Evidence-based implant dentistry: the Otago model

Article type
Authors
Atieh M1
1Sir John Walsh Research Institute, Faculty of Dentistry, University of Otago, New Zealand
Abstract
Background: New treatment interventions in Implant Dentistry are often commercially marketed and clinicians’ decisions are usually based on experience rather than scientific evidence. The Otago model presents a 5 year venture to implement evidence-based implant practice in Otago by conducting a number of systematic reviews and meta-analyses in areas of controversy in Implant Dentistry.

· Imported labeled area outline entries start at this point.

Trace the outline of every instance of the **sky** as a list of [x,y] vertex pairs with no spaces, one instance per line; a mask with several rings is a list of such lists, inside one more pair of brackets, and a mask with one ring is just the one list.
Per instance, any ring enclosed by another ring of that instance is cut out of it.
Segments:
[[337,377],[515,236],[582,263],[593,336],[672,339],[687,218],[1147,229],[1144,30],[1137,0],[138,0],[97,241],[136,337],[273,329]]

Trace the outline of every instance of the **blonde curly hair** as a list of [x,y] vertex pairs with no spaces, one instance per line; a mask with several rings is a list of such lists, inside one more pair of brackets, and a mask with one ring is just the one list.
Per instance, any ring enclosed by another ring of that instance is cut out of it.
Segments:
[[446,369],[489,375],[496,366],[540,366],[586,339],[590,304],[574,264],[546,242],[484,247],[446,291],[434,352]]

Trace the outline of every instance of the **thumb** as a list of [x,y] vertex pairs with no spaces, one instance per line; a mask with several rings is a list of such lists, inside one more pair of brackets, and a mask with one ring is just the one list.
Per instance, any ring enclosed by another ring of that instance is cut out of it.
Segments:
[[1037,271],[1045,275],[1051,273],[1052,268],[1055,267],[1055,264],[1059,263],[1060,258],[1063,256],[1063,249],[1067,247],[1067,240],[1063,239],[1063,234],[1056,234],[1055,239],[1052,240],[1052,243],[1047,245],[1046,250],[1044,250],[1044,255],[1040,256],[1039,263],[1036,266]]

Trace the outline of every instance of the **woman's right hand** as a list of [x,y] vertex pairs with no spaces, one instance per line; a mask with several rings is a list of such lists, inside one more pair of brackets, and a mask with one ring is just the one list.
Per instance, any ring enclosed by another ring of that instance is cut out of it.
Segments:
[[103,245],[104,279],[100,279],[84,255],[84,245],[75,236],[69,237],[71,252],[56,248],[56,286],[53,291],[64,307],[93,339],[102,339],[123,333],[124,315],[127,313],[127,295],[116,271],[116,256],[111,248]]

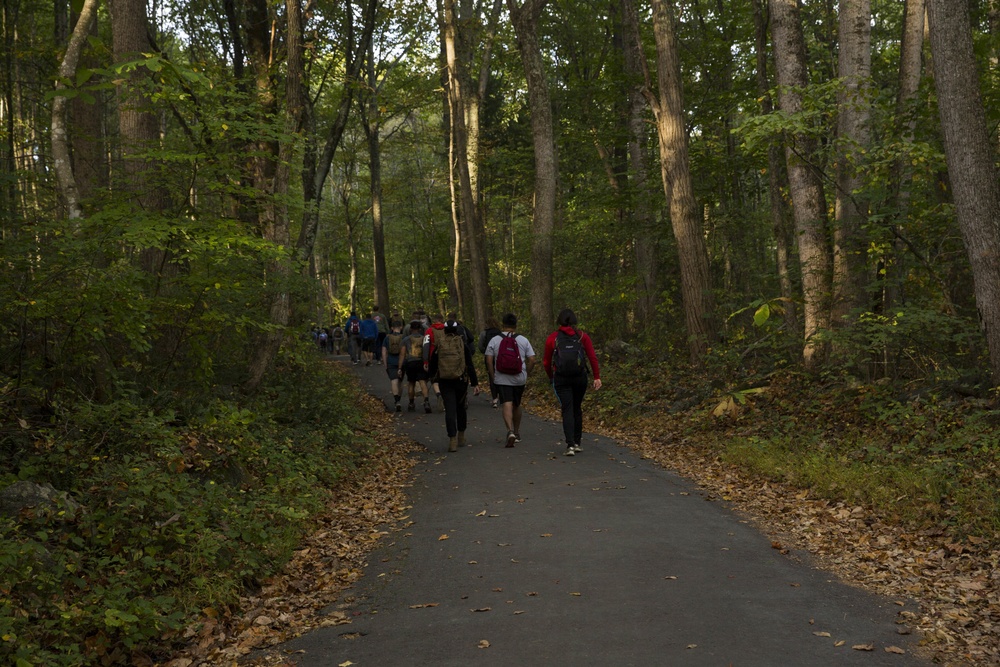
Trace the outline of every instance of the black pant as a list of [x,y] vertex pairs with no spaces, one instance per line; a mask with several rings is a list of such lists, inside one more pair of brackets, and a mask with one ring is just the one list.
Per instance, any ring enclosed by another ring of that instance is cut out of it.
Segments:
[[438,386],[444,400],[444,425],[448,437],[454,438],[468,424],[469,383],[464,378],[439,380]]
[[563,378],[557,375],[552,386],[562,407],[566,444],[579,445],[583,440],[583,397],[587,393],[587,376]]

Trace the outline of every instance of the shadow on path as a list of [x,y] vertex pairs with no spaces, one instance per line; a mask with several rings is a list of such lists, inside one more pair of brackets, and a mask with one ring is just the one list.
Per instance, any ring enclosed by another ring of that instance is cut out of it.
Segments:
[[[384,369],[354,368],[388,409]],[[299,665],[930,664],[895,601],[781,555],[612,440],[564,457],[561,426],[526,415],[505,449],[498,411],[470,395],[471,446],[448,454],[444,415],[403,404],[397,428],[427,449],[413,523],[372,554],[350,625],[285,645]]]

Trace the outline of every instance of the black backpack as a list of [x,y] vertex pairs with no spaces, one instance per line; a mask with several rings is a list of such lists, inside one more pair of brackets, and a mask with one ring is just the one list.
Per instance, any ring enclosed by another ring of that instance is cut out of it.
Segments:
[[556,334],[556,347],[552,352],[552,367],[560,377],[580,377],[587,369],[580,332],[570,336],[565,331]]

Objectives: Four systematic reviews were completed to study the survival of immediately placed and/or loaded single implants in the aesthetic and molar regions, and to explore the advantages of platform-switched implants in preserving peri-implant marginal bone levels.

Methods: A literature and manual search of the main electronic databases including the Cochrane Oral Health Group’s Trials Register was conducted. The systematic reviews were prepared in accordance with the Preferred Reporting Items for Systematic Reviews and Meta-analyses (PRISMA) and Cochrane guidelines. Descriptive and outcome data were extracted using specially designed data extraction forms. Quality assessment of the included studies followed the Cochrane Handbook of Systematic Reviews. MIX software for meta-analysis, RevMan 5.0 software, and R statistical software (version 2.7.1) were used to analyze the data.

Results: Immediate placement and loading of single implant crowns in the aesthetic zone were associated with a significantly higher risk of implant failure. Although there were no statistically significant differences between immediate and delayed placement or loading in the molar sites, the included studies were not of sufficient quality to draw reliable conclusions. Conversely, peri-implant marginal bone loss around platform-switched implantswas significantly less compared with platform-matched implants.

Conclusions: The systematic reviews and meta-analyses indicated a higher risk with the immediate placement and loading approaches when compared with conventional placement and loading of single implants but showed an aesthetic advantage in the use of platform-switched implant. The need for further long-term, well-conducted, randomized controlled studies was suggested.